I have a layout consisting entirely of Kato Unitrack and #6 turnouts. I want to use DCC. I have heard these turnouts aren't DCC friendly but can be made to work by feeding power into the single end of the turnout, insulating the other two ends and then feeding beyond the switch.

Will this work? Has anyone used or are currently using this method?


Sent from my iPhone using Tapatalk


----------



## mopac (Feb 24, 2011)

If it works on DC, it will work on DCC.

Forget that DCC friendly stuff. Means nothing.


----------



## mopac (Feb 24, 2011)

When you are ready for DCC you will unhook the 2 wires at the DC transformer and hook them up to your DCC system and you will be ready to go.

Now if it doesn't work on DC it will not work on DCC.


----------



## wvgca (Jan 21, 2013)

Underneath the Unitrack turnout, there should be two little screws for how they feed power ..
For DCC operation, the one screw should be set for non-power-routing, and the other screw for setting the frog to the insulated position .. 
I don't have Unitrack, but helped another fellow get his sorted out a few years ago , no special wiring or modifications were needed as far as I recall, nor do I remember if or where he may have used insulated joiners ..
This is pretty much my total knowledge of Unitrack, and was some time ago, hopefully it's kinda correct


----------



## newcitysam (Oct 13, 2016)

My #6 turnouts do not have those screws on the bottom to set the power routing. That feature is only on the #4 turnouts in N Scale.

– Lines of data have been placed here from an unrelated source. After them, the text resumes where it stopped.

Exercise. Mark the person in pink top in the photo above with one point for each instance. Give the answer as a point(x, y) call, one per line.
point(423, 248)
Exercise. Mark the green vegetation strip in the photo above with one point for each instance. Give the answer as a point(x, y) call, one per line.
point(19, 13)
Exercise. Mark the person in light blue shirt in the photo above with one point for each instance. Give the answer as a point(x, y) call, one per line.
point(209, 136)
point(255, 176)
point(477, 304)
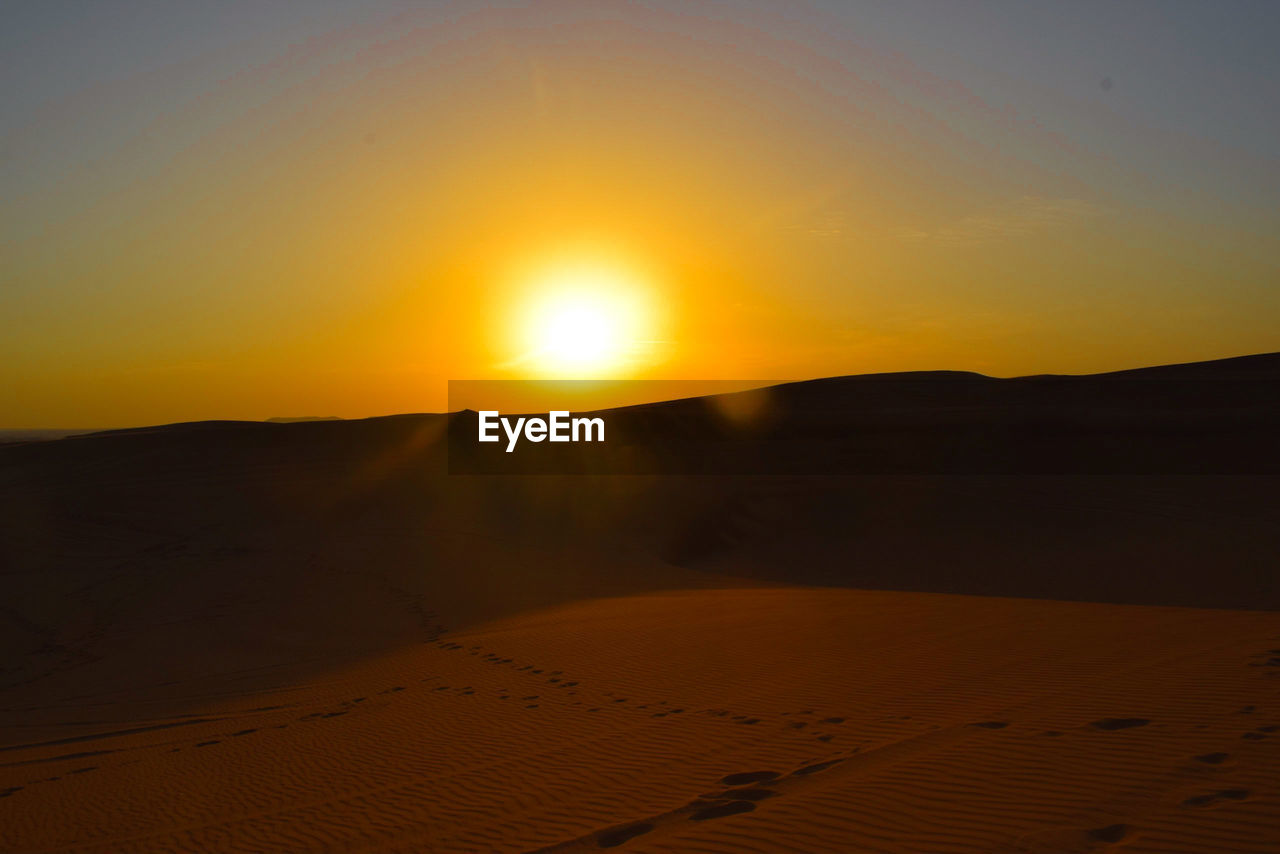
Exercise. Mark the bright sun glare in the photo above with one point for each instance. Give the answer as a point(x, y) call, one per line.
point(584, 323)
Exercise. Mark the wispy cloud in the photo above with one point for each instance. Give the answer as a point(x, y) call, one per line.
point(1011, 220)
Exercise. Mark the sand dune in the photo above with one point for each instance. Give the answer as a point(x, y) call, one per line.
point(307, 636)
point(766, 720)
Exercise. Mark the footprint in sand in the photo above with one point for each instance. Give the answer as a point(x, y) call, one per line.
point(1216, 797)
point(722, 811)
point(748, 793)
point(1111, 724)
point(1110, 834)
point(1212, 758)
point(816, 767)
point(622, 835)
point(748, 777)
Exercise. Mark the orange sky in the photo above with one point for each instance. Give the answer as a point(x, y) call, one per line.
point(338, 215)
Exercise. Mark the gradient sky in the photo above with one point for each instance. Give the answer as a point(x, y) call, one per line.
point(251, 209)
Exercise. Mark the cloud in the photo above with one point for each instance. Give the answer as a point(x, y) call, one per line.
point(1014, 219)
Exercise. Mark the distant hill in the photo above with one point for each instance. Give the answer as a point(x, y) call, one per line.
point(282, 419)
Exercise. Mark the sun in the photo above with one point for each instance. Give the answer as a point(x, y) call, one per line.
point(584, 322)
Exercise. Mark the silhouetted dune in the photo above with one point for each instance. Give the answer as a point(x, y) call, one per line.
point(385, 656)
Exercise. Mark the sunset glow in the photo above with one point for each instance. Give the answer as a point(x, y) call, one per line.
point(584, 323)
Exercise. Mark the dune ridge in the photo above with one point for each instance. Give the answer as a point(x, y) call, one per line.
point(310, 636)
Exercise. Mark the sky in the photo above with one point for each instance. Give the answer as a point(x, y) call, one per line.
point(243, 209)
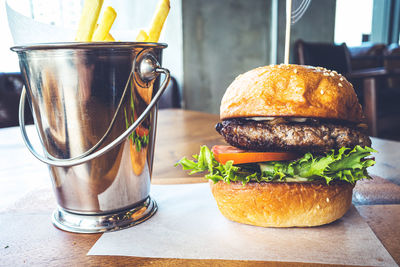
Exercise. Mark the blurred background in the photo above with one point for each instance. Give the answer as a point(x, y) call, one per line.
point(211, 42)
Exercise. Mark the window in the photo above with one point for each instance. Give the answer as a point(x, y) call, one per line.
point(353, 22)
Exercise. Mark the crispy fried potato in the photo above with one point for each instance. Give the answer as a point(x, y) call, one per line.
point(107, 20)
point(158, 20)
point(142, 36)
point(90, 14)
point(109, 38)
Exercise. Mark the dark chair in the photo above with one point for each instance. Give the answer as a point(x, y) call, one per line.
point(10, 91)
point(380, 103)
point(330, 56)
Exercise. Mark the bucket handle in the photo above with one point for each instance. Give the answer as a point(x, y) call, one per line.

Sent from my iPhone using Tapatalk


----------



## mopac (Feb 24, 2011)

Do your turnouts work on DC?


----------



## newcitysam (Oct 13, 2016)

Yes, layout works 100% on DC. When connected to DCC and loco attempts to enter a turnout not switched for the leg it's entering from the DCC shorts and restarts. When you switch the turnout to the diverging side the loco stops instantly like it's no longer getting power!


Sent from my iPhone using Tapatalk


----------



## mopac (Feb 24, 2011)

Is it the same loco that runs fine on DC? If it is the same loco, I am sorry, I have
no idea . DC or DCC would not make the loco take a turnout that was not set. The
short will happen if the wheels derail. It probably shuts your DCC down. I will say
clean track seems to be more important with DCC. I am not familiar with kato
turnouts.

I still say if it works fine on DC, it should on DCC also.


----------



## newcitysam (Oct 13, 2016)

I believe I have figured it out! I assumed the switch would throw on it's own as the train entered the turnout from either of the converging directs as in the real world prototype! Also, I added feeders to each section of layout in AND out of each turnout. So now with each turnout set properly for the direction of travel everything works properly!


Sent from my iPhone using Tapatalk


----------



## mopac (Feb 24, 2011)

Glad you got it working.


----------



## Guest (Nov 6, 2016)

The little screws to select power routing are on the bottom of the #4 turnout. The #6 is always power routing and doesn't have them.

The turnouts are not non-derailing, and since they are power routing they will create a short if a loco or car with metal wheels approaches from the wrong leg. 

There is some technical reason why Unitrack is not considered DCC friendly but I, and many others, have used it to build DCC layouts for many years with no problems.


----------